Cultura
Commenta

Fayer: in Sala Bottesini
premiati i ragazzi del Munari

Una Sala Bottesini come non si vedeva da tanto ha fatto da cornice all’inaugurazione della mostra con contestuale premiazione, dei ragazzi del Liceo Artistico Bruno Munari, nell’ambito della nona edizione del concorso Carlo Fayer: quattro le borse di studio dal valore di 500 euro per la sezione opere artistiche e due per la sezione design, oltre a diverse menzioni speciali.

Per la sezione design, attenta al rapporto tra uomo e ambiente: Led jacket di Elisabetta Paterlini, Woodless di Francesca Di Dio, Alice Fulgenzi, Beatrice Galli. Per le opere artistiche, con particolare riferimento al desiderio di socialità: Oltre sé, di Silvia Panigada, Utopia di Mattia Taverna, Ristagno di Flavia Ferrari, Tranne, ogni mercoledi di Emma Colombetti.

La cerimonia presentata dal prof. Eugenio Clerici ha visto la presenza del presidente Rotary Club Crema, Antonio Agazzi, che ha ricordato il contributo del Rotary Club Doyen di Salon de Provence, di Cristina Crotti socia Rotary e titolare Enercom, Umberto Cabini socio Rotary e titolare ICAS e del dirigente scolastico Pierluigi Tadi.

Dopo i ringraziamenti al Rotary Crema, alla Fondazione San Domenico ed ai partner Icas ed Enercom, nel suo saluto il preside del Munari, Pierluigi Tadi ha dato i numeri di questa edizione: 47 iscritti, 13 opere singole e 22 progetti di design. “Dopo due anni tribolati, con la consueta passione e dedizione si torna qui per il Fayer, che coinvolge tutte le potenzialità espressive dell’istituto, con la sua offerta formativa qualificata e con studenti e docenti eccellenti – ha detto Tadi – che in queste occasioni si presenta alla città, con uno stile non urlato, ma sussurrato”.
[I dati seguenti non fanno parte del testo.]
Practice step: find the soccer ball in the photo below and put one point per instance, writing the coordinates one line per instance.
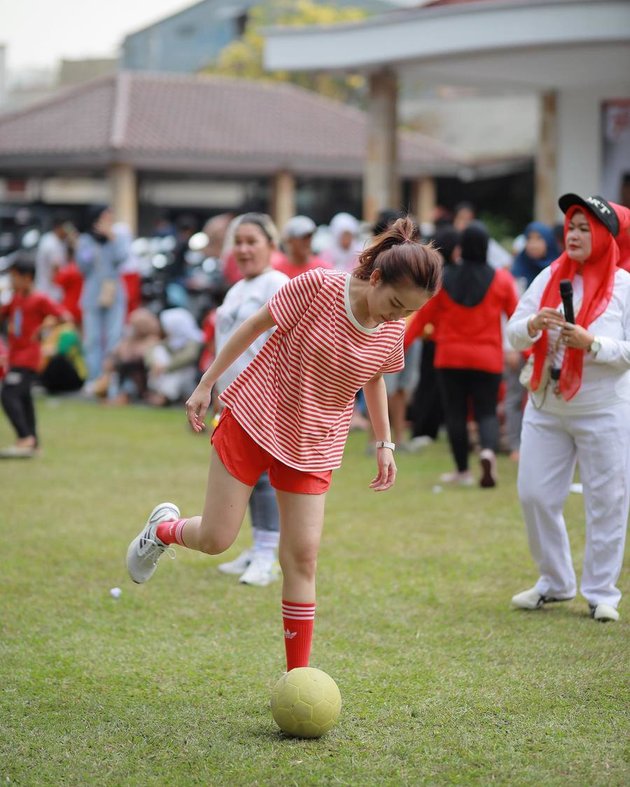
(305, 702)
Parlando del motto rotariano, Servire per cambiare vite, tema di questa edizione del Fayer, il presidente Agazzi, lo sottolinea come “l’essenza dell’essere rotariano”. Al ricordo di Carlo Fayer, pittore, scultore, ceramista già presidente Rotary, Agazzi associa anche quello di Nico Crotti, amico dell’artista e padre di Cristina e conclude evidenziando il connubio dell’arte con l’insegnamento, cui l’artista cremasco tanto credeva, e che attraverso questo concorso che vede protagonisti gli studenti dell’artistico si può concretizzare.

I criteri seguiti dalla giuria nella valutazione delle opere sono stati ricordati dal vicepreside Eugenio Clerici: si va dall’aderenza dell’opera con il tema rotariano, all’utilizzo di materiali ecosostenibili, allo sviluppo della creatività utopica. Menzioni speciali per le opere di Giacomo Dordoni, Zoe Barborini, Snejona Fasola, Melissa Passerini, Gabriele Berna, Demis Frosi, Viviana Bosco, Alissa De matteis, Camilla Pasquali e per la classe 5 D del corso grafico, con la prof.ssa Cecilia Geroldi.

La mostra allestita presso la Galleria Arteatro, cui seguirà la stampa del catalogo di tutti i lavori prodotti dal talento degli studenti, coordinati dai docenti Sabrina Grossi e Gianni Macalli, rimarrà aperta fino al prossimo 27 Febbraio.